Le Royaume

Pendant quelques années, 3 exactement, Emmanuel Carrère a été chrétien. En est restée une profonde curiosité pour la naissance de cette religion et une volonté d’en décortiquer le processus de gestation. C’est en enquêteur qu’il présente le fruit de ses recherches, dans laquelle son propre cheminement s’emboîte tout au long de ses analyses.

C’est un fait : après des débuts difficiles, je suis de plus en plus fan des livres d’Emmanuel Carrère et Le Royaume me fait encore plus glisser sur cette pente.
Mon parcours en Histoire ne pouvait que susciter mon intérêt pour le sujet qu’il entreprend de traiter : comment, entre les années 30 à 80 après JC à peu près, se met en place les pierres fondatrices d’une secte devenue l’un des piliers majeurs des courants religieux encore actuels ? Pareillement, mon exploration des livres d’Emmanuel Carrère m’a permis de graduellement apprivoiser (prendre goût à?) son auto mise en scène quasi inévitable à chaque fois. Qui ne me dérange plus et que j’apprécie même parfois. Découvrir ici son propre parcours spirituel passant au fur et à mesure par les stades indifférent / croyant fervent / croyant doutant / agnostique-athée vient apporter un relief et une densité à la fois belle et touchante au thème.
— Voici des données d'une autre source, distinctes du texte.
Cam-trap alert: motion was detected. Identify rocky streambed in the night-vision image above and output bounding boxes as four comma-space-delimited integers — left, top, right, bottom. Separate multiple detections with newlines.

Le livre en main, on sait qu’un énorme travail a été fait sur le sujet : l’auteur y aura passé 7 ans. Et au fil des 600 et quelques pages, on ne peut que s’incliner devant la somme colossale d’informations collectées et intelligemment regroupées. De plus, l’érudition ici jamais ne pèse ni ne pose. Emmanuel Carrère partage en toute simplicité ses réflexions et ses hypothèses. Car il est aussi dans ce récit question de spéculer sur les lacunes et les trous béants laissés par le Temps et qui n’ont pas été remplis, ou qui ont parfois été vidés, effacés, modifiés. Il est question de causer plausibilité sur des événements dont on ne saura jamais la vérité sur le long et ardu chemin du Nouveau Testament.
Se trouvent donc mêlés parcours de vie, de l’auteur, mais aussi et surtout des acteurs majeurs de cette époque pour notre sujet : Paul, Luc, Jean, Marc, Matthieu, un peu Marie, un peu Jésus. Un peu car c’est après sa mort que se développeront, par le biais de ces apôtres, des communautés primitives, des convertis et des Évangiles, le berceau d’une religion qui se structurera dans le temps.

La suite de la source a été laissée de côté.